Here are a few easy tips and tricks to test your character and how well they are working (for readers).
Emotional Engagement
Sign: Readers feel a strong emotional connection to your character.
Why It Matters: Elicits empathy, sympathy, or even dislike or mistrust from readers. If your audience cares, you've succeeded.
Test: Ask beta readers how they feel about your character. Do they understand their fears and desires?
Example: Scout Finch in To Kill a Mockingbird captures our hearts with her innocence, curiosity, and change.
Depth and Complexity
Sign: Your character is multi-dimensional in positive and negative ways.
Why It Matters: Real people are complex and readers enjoy seeing this complexity, because it’s real and often a sign of good, intelligent writing.
Test: Examine your character's profile. Do they have a mix of positive and negative traits? Are they sometimes contradictory in their behaviours? Is theirs a rich and layered experience of the world? Be honest with yourself. It matters too much not to be.
Example: Elizabeth in Pride and Prejudice is intelligent and witty but also sometimes judgemental and critical. She has to resolve the tension between her good and bad qualities in order to get what she wants.
Clear Motivations
Sign: Your character’s motivations are clear and compelling to the reader.
Why It Matters: Motivations drive actions in a novel. If readers understand why your character acts as they do, they will believe in the journey.
Test: Write a brief summary of your character's goals and motivations. Quite simply, are they clear and believable? Do they face challenges throughout the story? Do you understand? Because if you don’t, your reader won’t.
Example: Jay Gatsby in The Great Gatsby is driven by his desire to win back his lost love, Daisy, which informs his actions and adds depth to his character.

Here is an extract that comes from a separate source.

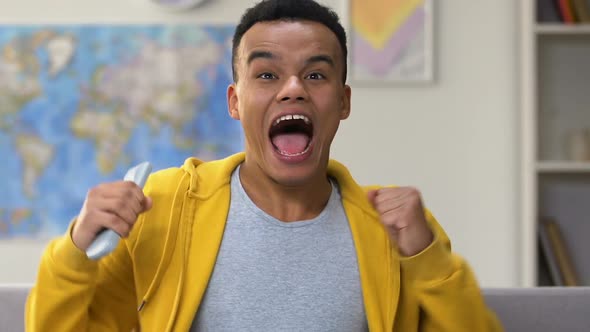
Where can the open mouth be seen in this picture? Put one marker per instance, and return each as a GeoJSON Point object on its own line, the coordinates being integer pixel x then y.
{"type": "Point", "coordinates": [291, 134]}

NOTE: It is perfectly possible for a character’s internal motivations to be unclear or murky, and for this to be part of their transformation and arc. But it should still be clear why they are doing things. Having said that, it is even possible to withhold explaining why someone is doing something, but what they are doing must be compellingly clear. This story would have a very mysterious atmosphere, but most readers would expect some kind of revelation of intent near the end.
Growth and Transformation
Sign: Your character undergoes significant change over the course of the story. They are pushed to change, and they probably resist it, but they almost certainly end up transformed.
Why It Matters: Character transformation provides a dynamic reading experience and a clear emotional and intellectual journey for the reader.
Test: Outline your character's arc. Do they start in one place and end in another? How did they change? What lessons do they learn? What is their arc of transformation?
Example: Frodo in The Lord of the Rings transforms from a naive hobbit into a brave but more worldly hero. In Yann Martel’s Life Of Pi, a young boy who is curious about the world learns much about its fragility and his own resilience and spirituality through a lengthy physical ordeal.
Consistency and Believability
Sign: Your character should behave in ways that are consistent with their personality and backstory.
Why It Matters: Consistency makes your character believable. If they suddenly act out of character without very good reason (and this is possible), it confuses the reader.
Test: Review key scenes to ensure consistency. Analyse and either remove or explain any out-of-character actions.
Example: Atticus Finch in To Kill a Mockingbird consistently upholds his principles throughout the novel, at great cost, making his character believable and liked.